Last month, I marked the passage of a writer for the ages by appropriating a line from one of his novels and applying it to the ancestral domain controversy in Mindanao. But I was working in the office with a quote from one of the many wire stories on the death of Alexander Solzhenitsyn. When I got home, I looked him up in Pritchett (a photocopy of the 1,300-page Complete Essays, bound in two volumes — possibly the most important thing I have in my library, but that's another story), to see what my favorite critic had written about the Russian dissident.

Pritchett, as it turns out, thought very highly of Solzhenitsyn. "As a novelist Solzhenitsyn is very much in the powerful tradition of the nineteenth-century Russian novel as it appears in the prophet-preacher writings of Tolstoy and Dostoevsky, now one, now the other; as a polemical writer, in the tradition of Belinsky and Herzen." And again: "And now [apropos of Cancer Ward] we see Solzhenitsyn's mastery as a novelist: he is able to see the consoling contradictions of human nature and how they fertilize character." And yet again: "The density of Solzhenitsyn's texture owes everything to the ingenious interlocking of incidents that are really short stories. This is the form in which he excels."

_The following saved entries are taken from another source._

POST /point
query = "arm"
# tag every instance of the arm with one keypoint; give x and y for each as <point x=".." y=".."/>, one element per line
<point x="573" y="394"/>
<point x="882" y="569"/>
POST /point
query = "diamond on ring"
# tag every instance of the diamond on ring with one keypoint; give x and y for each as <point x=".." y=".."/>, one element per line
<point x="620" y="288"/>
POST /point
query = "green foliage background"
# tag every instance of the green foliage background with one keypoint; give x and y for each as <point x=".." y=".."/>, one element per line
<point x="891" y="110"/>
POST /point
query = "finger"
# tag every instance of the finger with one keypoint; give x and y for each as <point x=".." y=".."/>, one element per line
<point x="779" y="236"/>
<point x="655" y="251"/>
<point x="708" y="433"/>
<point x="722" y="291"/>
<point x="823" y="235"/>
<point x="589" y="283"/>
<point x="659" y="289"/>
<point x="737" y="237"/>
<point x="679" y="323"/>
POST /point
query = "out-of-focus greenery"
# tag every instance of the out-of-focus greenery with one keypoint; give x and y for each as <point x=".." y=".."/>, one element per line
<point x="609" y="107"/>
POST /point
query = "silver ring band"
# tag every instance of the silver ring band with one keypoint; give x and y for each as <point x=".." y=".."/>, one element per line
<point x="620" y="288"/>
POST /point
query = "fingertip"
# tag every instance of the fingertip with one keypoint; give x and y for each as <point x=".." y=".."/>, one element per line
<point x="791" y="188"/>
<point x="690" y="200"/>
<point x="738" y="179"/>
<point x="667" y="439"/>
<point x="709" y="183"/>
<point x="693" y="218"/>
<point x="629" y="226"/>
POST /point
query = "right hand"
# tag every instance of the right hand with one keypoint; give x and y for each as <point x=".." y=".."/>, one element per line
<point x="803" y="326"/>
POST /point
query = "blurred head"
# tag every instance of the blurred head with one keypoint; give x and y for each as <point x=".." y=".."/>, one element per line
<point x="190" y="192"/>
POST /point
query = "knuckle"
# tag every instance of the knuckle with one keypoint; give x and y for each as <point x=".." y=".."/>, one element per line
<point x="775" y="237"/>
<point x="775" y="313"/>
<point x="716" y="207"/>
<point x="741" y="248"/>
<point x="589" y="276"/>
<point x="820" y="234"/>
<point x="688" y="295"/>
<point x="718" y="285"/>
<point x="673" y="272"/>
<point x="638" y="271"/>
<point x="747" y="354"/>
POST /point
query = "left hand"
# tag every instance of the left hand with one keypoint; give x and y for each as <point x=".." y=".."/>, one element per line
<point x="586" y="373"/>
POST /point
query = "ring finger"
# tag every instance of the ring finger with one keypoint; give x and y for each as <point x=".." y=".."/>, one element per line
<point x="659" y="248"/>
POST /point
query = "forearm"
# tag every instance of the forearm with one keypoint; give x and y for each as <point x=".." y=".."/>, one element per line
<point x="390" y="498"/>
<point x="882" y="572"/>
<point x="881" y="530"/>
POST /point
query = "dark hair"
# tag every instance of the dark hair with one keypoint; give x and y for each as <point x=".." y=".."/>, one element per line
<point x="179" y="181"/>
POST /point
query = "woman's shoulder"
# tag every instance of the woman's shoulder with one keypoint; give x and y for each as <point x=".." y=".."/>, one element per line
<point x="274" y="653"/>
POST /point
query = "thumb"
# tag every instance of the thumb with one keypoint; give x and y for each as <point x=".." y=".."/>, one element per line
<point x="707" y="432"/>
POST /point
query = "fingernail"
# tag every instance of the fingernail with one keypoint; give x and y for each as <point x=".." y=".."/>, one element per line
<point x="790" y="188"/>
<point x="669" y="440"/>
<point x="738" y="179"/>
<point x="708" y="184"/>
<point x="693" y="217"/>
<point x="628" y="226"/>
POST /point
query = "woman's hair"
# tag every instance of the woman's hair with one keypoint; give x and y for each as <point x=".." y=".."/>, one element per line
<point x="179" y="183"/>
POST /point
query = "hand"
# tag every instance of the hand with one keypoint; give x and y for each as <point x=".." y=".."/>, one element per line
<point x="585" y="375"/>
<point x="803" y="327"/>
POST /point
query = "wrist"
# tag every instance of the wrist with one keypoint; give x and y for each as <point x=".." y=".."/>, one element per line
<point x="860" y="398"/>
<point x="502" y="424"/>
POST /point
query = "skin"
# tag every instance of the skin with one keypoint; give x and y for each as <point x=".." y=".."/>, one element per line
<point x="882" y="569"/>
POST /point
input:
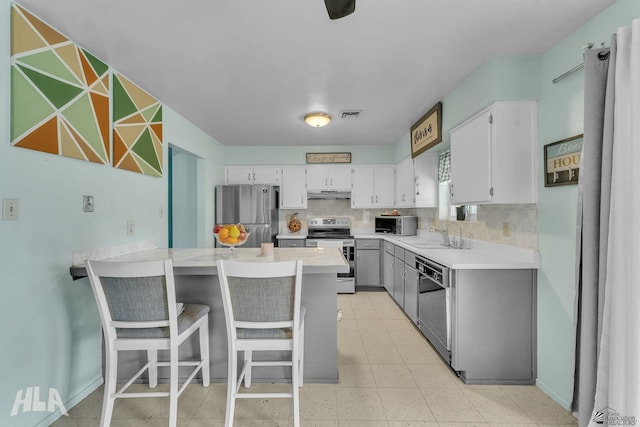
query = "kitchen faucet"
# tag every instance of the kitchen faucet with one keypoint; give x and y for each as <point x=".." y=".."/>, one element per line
<point x="459" y="244"/>
<point x="445" y="235"/>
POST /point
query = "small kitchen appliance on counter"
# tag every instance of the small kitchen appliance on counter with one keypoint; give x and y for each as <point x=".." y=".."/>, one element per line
<point x="336" y="232"/>
<point x="401" y="225"/>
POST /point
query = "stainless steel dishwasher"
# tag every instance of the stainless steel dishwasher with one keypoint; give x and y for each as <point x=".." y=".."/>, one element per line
<point x="434" y="305"/>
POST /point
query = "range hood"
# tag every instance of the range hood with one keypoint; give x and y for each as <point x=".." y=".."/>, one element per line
<point x="328" y="194"/>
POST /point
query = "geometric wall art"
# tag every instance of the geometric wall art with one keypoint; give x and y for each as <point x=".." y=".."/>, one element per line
<point x="59" y="93"/>
<point x="137" y="128"/>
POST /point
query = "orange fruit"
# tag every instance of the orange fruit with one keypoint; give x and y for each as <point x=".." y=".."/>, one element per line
<point x="223" y="234"/>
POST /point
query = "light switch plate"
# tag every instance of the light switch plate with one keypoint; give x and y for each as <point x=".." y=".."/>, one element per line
<point x="10" y="209"/>
<point x="87" y="203"/>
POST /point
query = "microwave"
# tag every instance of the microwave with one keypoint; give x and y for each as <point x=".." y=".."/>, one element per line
<point x="397" y="224"/>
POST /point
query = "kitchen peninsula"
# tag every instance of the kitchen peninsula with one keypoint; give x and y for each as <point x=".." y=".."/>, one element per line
<point x="197" y="282"/>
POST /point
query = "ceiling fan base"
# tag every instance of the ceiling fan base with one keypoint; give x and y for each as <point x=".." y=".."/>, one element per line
<point x="340" y="8"/>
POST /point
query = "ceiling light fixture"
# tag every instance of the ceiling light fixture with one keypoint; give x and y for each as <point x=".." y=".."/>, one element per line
<point x="317" y="120"/>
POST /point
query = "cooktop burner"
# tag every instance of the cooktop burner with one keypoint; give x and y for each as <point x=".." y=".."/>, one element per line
<point x="329" y="228"/>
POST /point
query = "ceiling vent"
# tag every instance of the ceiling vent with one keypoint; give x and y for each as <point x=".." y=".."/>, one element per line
<point x="350" y="114"/>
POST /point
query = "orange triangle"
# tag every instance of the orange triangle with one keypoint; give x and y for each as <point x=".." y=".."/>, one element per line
<point x="139" y="97"/>
<point x="44" y="138"/>
<point x="135" y="119"/>
<point x="69" y="55"/>
<point x="157" y="145"/>
<point x="86" y="148"/>
<point x="23" y="37"/>
<point x="101" y="108"/>
<point x="130" y="134"/>
<point x="119" y="149"/>
<point x="68" y="146"/>
<point x="90" y="75"/>
<point x="49" y="34"/>
<point x="128" y="163"/>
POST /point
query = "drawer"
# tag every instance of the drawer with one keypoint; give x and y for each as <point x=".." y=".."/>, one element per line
<point x="367" y="243"/>
<point x="410" y="258"/>
<point x="398" y="252"/>
<point x="291" y="243"/>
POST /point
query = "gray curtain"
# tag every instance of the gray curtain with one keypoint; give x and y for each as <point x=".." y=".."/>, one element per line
<point x="594" y="189"/>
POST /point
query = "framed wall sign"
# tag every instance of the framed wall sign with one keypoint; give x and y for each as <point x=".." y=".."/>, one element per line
<point x="562" y="161"/>
<point x="328" y="158"/>
<point x="427" y="131"/>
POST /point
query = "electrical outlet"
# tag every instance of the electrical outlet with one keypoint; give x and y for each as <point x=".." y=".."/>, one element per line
<point x="131" y="228"/>
<point x="10" y="209"/>
<point x="87" y="203"/>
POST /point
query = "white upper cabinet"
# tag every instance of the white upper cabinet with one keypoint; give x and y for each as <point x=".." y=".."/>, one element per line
<point x="493" y="157"/>
<point x="404" y="191"/>
<point x="372" y="186"/>
<point x="252" y="175"/>
<point x="426" y="180"/>
<point x="323" y="177"/>
<point x="293" y="189"/>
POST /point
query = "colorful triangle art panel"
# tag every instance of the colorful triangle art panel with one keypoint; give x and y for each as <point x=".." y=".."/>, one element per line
<point x="133" y="128"/>
<point x="49" y="70"/>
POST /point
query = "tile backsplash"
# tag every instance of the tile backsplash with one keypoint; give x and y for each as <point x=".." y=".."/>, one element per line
<point x="515" y="225"/>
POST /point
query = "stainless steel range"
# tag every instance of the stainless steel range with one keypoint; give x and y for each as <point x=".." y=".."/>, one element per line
<point x="335" y="232"/>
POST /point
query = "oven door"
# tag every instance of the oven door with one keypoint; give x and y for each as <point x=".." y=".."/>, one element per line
<point x="346" y="281"/>
<point x="434" y="314"/>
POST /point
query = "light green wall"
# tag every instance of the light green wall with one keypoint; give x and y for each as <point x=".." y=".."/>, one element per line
<point x="560" y="115"/>
<point x="499" y="79"/>
<point x="50" y="330"/>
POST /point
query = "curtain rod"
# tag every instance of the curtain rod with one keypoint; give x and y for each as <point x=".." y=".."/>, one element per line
<point x="574" y="69"/>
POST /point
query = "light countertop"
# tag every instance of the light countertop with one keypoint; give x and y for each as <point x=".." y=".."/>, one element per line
<point x="300" y="235"/>
<point x="203" y="261"/>
<point x="481" y="256"/>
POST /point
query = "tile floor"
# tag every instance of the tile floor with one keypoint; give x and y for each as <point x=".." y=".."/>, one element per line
<point x="389" y="376"/>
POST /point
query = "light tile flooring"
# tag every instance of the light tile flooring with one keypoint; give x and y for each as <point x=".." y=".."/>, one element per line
<point x="389" y="376"/>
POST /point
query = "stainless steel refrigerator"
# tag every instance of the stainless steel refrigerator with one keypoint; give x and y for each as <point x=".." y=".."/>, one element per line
<point x="255" y="206"/>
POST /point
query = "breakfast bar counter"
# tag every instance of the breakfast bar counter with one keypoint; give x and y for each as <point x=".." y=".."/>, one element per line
<point x="197" y="282"/>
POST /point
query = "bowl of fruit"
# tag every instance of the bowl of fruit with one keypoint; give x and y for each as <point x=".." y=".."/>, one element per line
<point x="231" y="235"/>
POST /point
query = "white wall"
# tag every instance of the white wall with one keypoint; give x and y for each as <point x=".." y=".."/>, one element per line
<point x="49" y="329"/>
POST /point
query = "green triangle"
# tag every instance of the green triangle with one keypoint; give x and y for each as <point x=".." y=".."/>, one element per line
<point x="81" y="116"/>
<point x="123" y="106"/>
<point x="146" y="168"/>
<point x="158" y="117"/>
<point x="50" y="63"/>
<point x="148" y="113"/>
<point x="144" y="148"/>
<point x="98" y="66"/>
<point x="59" y="93"/>
<point x="28" y="107"/>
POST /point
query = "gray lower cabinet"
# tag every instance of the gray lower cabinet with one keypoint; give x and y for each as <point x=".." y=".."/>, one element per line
<point x="398" y="276"/>
<point x="410" y="287"/>
<point x="368" y="263"/>
<point x="291" y="243"/>
<point x="387" y="267"/>
<point x="494" y="326"/>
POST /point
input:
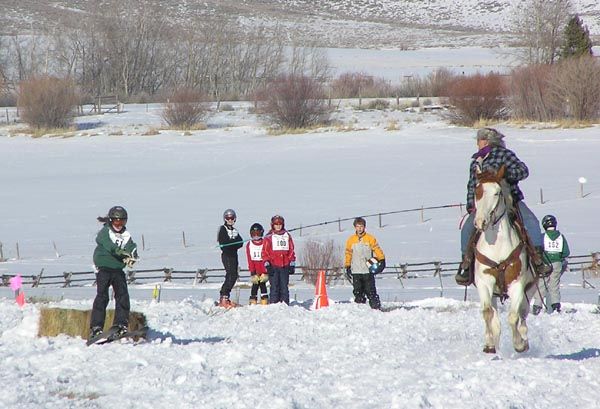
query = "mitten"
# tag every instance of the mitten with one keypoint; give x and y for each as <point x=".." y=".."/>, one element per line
<point x="381" y="266"/>
<point x="129" y="261"/>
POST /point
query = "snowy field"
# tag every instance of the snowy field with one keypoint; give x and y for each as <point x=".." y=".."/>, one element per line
<point x="425" y="353"/>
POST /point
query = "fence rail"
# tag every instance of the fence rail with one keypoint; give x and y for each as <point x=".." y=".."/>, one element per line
<point x="588" y="265"/>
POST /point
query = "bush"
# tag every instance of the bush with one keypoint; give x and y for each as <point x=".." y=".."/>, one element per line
<point x="295" y="101"/>
<point x="477" y="97"/>
<point x="378" y="104"/>
<point x="529" y="93"/>
<point x="47" y="102"/>
<point x="575" y="88"/>
<point x="185" y="109"/>
<point x="320" y="256"/>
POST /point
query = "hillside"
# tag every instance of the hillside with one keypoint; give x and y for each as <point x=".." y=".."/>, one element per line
<point x="326" y="23"/>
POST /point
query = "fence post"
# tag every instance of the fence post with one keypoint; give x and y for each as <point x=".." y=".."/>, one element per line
<point x="37" y="279"/>
<point x="68" y="276"/>
<point x="438" y="272"/>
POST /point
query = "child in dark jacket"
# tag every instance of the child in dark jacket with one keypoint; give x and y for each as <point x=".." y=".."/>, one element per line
<point x="279" y="260"/>
<point x="114" y="251"/>
<point x="258" y="272"/>
<point x="230" y="242"/>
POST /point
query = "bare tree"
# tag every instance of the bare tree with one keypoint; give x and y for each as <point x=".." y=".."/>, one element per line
<point x="575" y="87"/>
<point x="540" y="25"/>
<point x="295" y="101"/>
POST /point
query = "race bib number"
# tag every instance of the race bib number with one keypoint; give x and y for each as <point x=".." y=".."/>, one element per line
<point x="120" y="239"/>
<point x="553" y="246"/>
<point x="255" y="252"/>
<point x="281" y="241"/>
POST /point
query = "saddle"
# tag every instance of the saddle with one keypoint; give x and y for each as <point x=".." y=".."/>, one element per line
<point x="507" y="270"/>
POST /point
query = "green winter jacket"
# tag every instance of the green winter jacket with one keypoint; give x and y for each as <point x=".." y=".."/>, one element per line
<point x="555" y="246"/>
<point x="112" y="248"/>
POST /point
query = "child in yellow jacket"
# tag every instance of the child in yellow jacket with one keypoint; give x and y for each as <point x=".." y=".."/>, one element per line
<point x="364" y="258"/>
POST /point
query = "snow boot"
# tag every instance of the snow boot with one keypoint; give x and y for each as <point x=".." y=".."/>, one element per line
<point x="541" y="266"/>
<point x="225" y="302"/>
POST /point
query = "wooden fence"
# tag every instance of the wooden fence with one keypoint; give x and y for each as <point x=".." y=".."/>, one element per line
<point x="588" y="265"/>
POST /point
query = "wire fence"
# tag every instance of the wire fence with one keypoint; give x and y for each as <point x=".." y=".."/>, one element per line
<point x="587" y="265"/>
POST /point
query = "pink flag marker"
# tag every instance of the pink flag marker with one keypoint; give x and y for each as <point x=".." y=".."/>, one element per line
<point x="21" y="298"/>
<point x="16" y="282"/>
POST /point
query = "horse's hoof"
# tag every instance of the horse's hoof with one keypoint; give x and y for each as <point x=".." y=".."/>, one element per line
<point x="489" y="350"/>
<point x="524" y="348"/>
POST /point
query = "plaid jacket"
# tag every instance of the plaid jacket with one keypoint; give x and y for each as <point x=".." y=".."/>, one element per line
<point x="498" y="156"/>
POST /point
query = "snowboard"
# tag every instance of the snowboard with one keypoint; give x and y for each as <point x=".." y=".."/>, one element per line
<point x="110" y="335"/>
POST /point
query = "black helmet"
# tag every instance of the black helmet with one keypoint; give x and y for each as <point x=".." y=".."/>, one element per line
<point x="549" y="221"/>
<point x="276" y="220"/>
<point x="117" y="212"/>
<point x="229" y="214"/>
<point x="256" y="230"/>
<point x="359" y="220"/>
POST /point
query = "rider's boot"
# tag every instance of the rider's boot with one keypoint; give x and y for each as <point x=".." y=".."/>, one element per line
<point x="463" y="275"/>
<point x="541" y="266"/>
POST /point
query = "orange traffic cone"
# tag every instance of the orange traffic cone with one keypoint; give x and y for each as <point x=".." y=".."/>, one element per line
<point x="321" y="299"/>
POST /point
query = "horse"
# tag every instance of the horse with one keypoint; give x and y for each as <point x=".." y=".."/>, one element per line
<point x="501" y="266"/>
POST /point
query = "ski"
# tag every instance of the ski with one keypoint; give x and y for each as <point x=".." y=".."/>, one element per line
<point x="111" y="335"/>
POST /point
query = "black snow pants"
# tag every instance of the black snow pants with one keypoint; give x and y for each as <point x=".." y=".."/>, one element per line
<point x="230" y="263"/>
<point x="105" y="278"/>
<point x="364" y="287"/>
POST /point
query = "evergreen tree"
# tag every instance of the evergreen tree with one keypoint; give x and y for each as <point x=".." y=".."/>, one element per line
<point x="576" y="41"/>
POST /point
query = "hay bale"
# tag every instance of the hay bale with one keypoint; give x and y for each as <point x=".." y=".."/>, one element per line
<point x="76" y="323"/>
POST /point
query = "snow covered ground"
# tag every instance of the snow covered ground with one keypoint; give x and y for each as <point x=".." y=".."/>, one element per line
<point x="425" y="353"/>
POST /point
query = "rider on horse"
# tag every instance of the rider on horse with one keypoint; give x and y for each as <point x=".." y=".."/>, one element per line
<point x="492" y="155"/>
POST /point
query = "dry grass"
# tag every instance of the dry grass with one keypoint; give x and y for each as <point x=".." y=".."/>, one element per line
<point x="76" y="323"/>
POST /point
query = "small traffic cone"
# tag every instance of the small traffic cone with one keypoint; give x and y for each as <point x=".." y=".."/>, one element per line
<point x="321" y="299"/>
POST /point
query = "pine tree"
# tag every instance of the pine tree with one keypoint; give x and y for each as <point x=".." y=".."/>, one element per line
<point x="576" y="41"/>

But Pritchett's review used a different translation of the key passage from First Circle ("a secret government") I dared to use in my column. The difference is slight, but instructive.

"… a great writer — forgive me, perhaps I shouldn't say this, I'll lower my voice — a great writer is so to speak a second government, that's why no regime anywhere has ever loved its great writers only its minor ones."